No se había acabado la tormenta; acaso la tormenta subió de tono cuando los responsables del desaguisado de los nombres propios (la alcaldesa dictaminó que Max Aub y Fernando Arrabal debían retornar a las Naves del Matadero) dejaron la duda de si iban o no a seguir la decisión de la alcaldesa. En el momento culminante de esa última crisis de la concejalía de Cultura no hubo un puñetazo en la mesa; Manuela Carmena no usa la mano para esas cosas: las usa para poner orden en el caos habido. Y esta decisión anunciada a la media tarde del miércoles es una expresión de su talante y una puerta abierta a lo que sería deseable que fuera Madrid en la cultura: una ciudad que no se rigiera, en ese ámbito, ni en ninguno, por el capricho partidista o ideológico, sino por la serenidad del contraste y del conocimiento.

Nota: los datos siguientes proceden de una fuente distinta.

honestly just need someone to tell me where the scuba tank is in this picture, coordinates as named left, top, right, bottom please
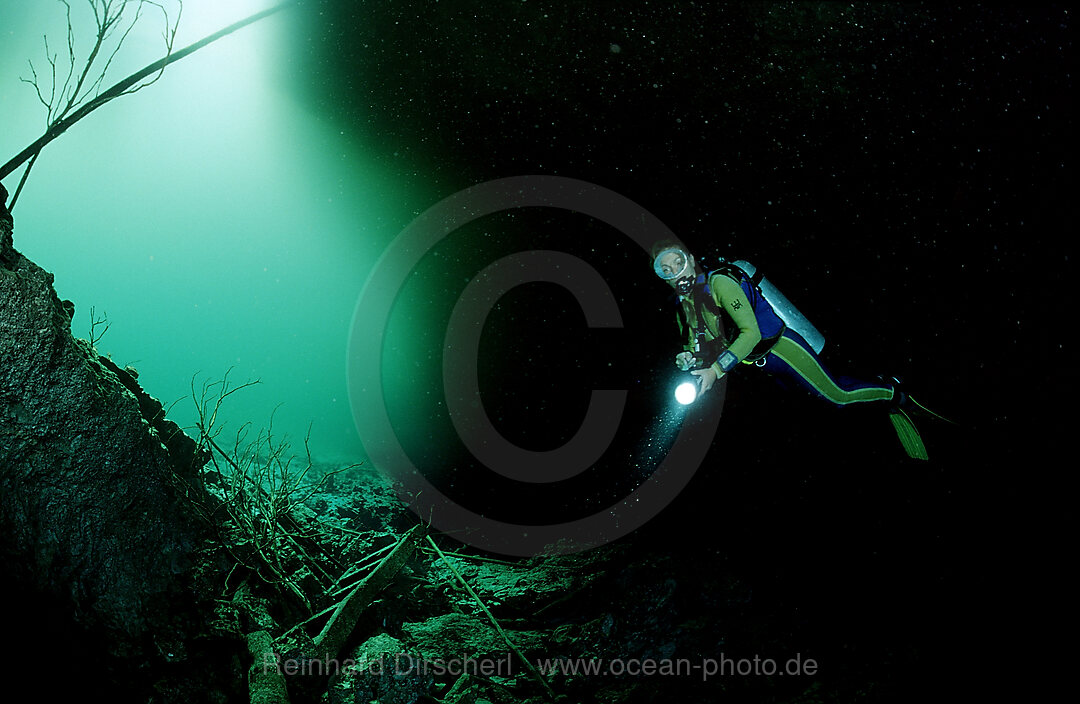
left=728, top=259, right=826, bottom=354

Madrid es aquella capital del millón de cadáveres que señalaba Dámaso Alonso. Pero es también la capital de los cientos de miles de exiliados de la guerra; es, además, la capital que ha sobrevenido, después del franquismo y con la transición:
una ciudad llena de historias y de nombres propios, de exiliados de otros países, de artistas de zonas creativas muy diversas, una ciudad que fue movida y una ciudad que fue parada. Madrid es una sucesión, ahora, de decenas, de centenares de culturas, de muchísimas maneras de verlas y de exhibirlas, de artes viejas y de artes nuevas, de artes vivas (como el teatro, como la música, como la danza, como la vida) y de artes quietas, como el patrimonio.
Madrid es, también, una ciudad de las memorias; muchas de esas memorias conviven en la cultura personal (y pública) de Manuela Carmena, que forma parte de la generación del respeto. Se ganó el respeto hace mucho tiempo, como otros grandes nombres de su generación; y esa misma manera de respetar la ha llevado ahora, simbólicamente, a alzar su voz a favor de dos nombres propios que a ella no sólo le suenan sino que forman parte de su adn cultural. Otros quizá no están tan dotados, o no parecen estarlo, para entender que en Madrid caben también los viejunos y esa llamada de atención suya no es tan solo para restituir el respeto al pasado en un ayuntamiento de dependencias tan diversas, sino para avisar de que ni los ayuntamientos ni los partidos ni las instituciones cambian para hacer majo y limpia, para decir Me Gusta o No Me gusta como en las redes sociales, sino para aglutinar, en la gran plaza que es la ciudad, a unos y a otros, sin revanchas ciegas o desavisadas decisiones.
Algo es seguro sabiendo que ahí está ahora Manuela Carmena, al frente de la cultura: con ella revive la cultura del respeto. Y eso, tal como está la vida, es mucho más que lo que hay.